Music written for cats?

09 March 2015

If you've been alive for any length of time you've probably been exposed to the wonderful, moving phenomenon that we call music: Patterns of sounds pleasing to the human ear and effective upon the mind. Music is a complex enough phenomenon that people spend their entire lives studying it and its effects upon the human condition. The psychology, the neurology, the mathematics, the accoustics, the physics... or, like some, they are called to compose or perform music of their own to enrich the world around them. (Whether or not some styles of music can be said to enrich the world is not a debate I'll be getting into, thank you very much.) Then a research team consisting of a composer and two psychologists got the idea to study music as it applies to other forms of life, specifically cats.

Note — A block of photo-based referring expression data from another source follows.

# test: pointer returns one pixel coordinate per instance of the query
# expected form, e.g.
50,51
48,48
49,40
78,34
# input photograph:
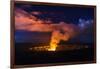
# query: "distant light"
53,49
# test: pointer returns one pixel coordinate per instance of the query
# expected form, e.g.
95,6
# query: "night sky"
78,16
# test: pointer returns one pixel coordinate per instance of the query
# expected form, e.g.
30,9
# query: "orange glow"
55,39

What forms of music, they asked themselves, would cats enjoy? The answer, as it turned out was that cats really don't seem to care a whole lot for human music, specifically human classical music. Beethoven and Bach leave them pretty cold as it happens. Part of this seems to do with how the feline auditory cortex and inner ear are wired; the vocalizations of cats use slightly different frequencies than human speech with different sorts of complexity. Purring is down around 22 Hz, which is nearly at the bottom of what a healthy human ear is capable of discerning under good conditions. There is a fair amount of overlap between the ranges of human and feline sounds, but cats are also known to generate sounds a good deal higher than the larnyxes of most humans are capable of.

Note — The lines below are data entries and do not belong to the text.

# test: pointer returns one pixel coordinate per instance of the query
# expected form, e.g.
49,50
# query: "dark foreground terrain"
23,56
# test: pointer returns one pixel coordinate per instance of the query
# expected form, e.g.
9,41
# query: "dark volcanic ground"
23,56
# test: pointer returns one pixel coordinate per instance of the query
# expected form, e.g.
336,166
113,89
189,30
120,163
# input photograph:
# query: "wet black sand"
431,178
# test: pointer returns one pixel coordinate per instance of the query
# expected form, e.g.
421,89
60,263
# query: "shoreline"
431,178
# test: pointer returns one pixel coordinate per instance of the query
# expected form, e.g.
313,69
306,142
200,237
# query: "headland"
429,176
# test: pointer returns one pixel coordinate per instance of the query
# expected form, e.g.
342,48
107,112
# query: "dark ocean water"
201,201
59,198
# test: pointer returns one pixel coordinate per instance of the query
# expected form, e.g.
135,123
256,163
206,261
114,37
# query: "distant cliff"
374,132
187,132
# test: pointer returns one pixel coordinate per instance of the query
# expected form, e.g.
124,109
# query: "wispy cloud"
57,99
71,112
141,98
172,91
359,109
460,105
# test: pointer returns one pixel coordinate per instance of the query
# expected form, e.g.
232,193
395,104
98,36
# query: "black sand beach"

What they discovered was that it's possible to compose music which is species-specific using notes which are most commonly found within the range of sounds that a given species makes. It is also possible to figure out the tempo that best describes the sounds a species uses to communicate to help arrange the music in a way that should be most pleasing to the creatures in question. They ran a series of experiments (the parameters are described in one of the articles, check 'em out) and discovered that cats do indeed show a preference for music written with them in mind. There are two clusters in the data correlating to positive responses to the music, one for younger cats and one for older cats, with middle-aged felines less likely to respond compared to the other test subjects.

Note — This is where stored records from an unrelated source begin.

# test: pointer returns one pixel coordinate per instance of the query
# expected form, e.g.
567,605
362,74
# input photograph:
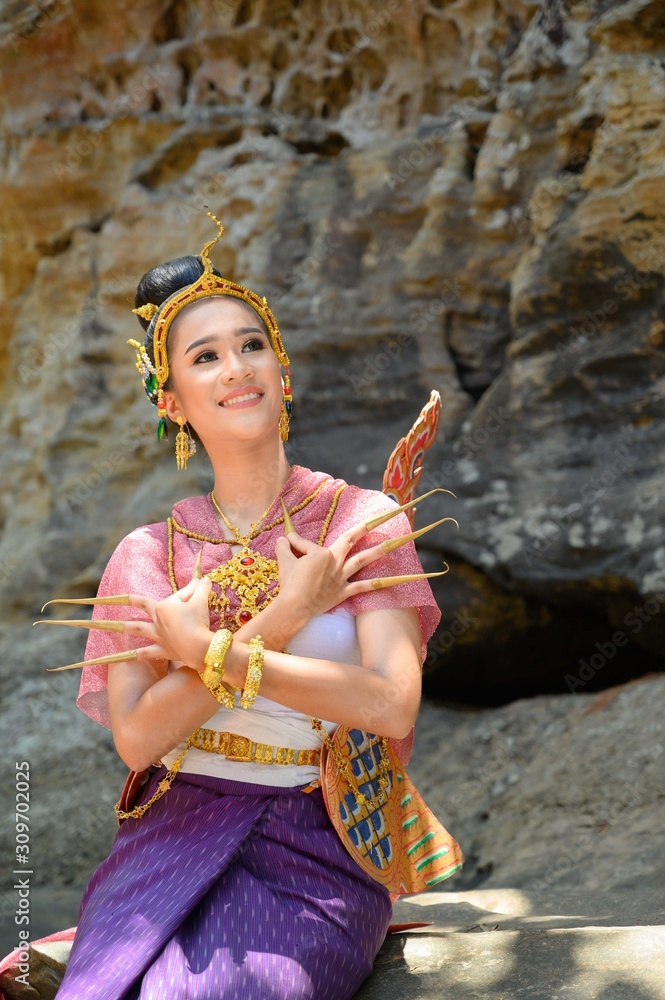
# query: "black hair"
164,280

Which brings me along to the website from which you can purchase some of this music. A couple of other people have written followup articles about this and keep describing the music as 'trippy' for some reason. I'm not quite certain where they're coming up with this characterization to be frank. If you listen to the sample clips on the website they're arranged into three general categories, Ditties, Ballads, and Airs. Listening to the three samples it seems pretty clear that they're based upon the definitions of the terms, and if one wasn't familiar with them then one could use what they heard as a sort of working definition, so that's out. Spook's Ditty is reminiscent of someone playing the harp at a fairly swift tempo, or arpeggios on a harpsichord. Cozmo's Air has as one might expect lots of purring noises, which would be familiar to cat lovers (or anyone who's ever fallen asleep with a cat) and chords on string instruments (cello and viola, I think) that aren't unusual from orchestral movie soundtracks, though in a rather lower octave than usually encountered. Rusty's Ballad has an unusual rhythm underlying the melody - running eighth or sixteenth notes but largo otherwise, which makes me scratch my head because I can't tell what sorts of notes are used. Some whole notes, to be sure, but otherwise... quarter notes? Half notes? The odd fermata? I'd really need to see the sheet music to make heads or tails out of it.

Okay, I'll concede a partial point with respect to Rusty's Ballad. "Trippy"? No. Strange? Yes.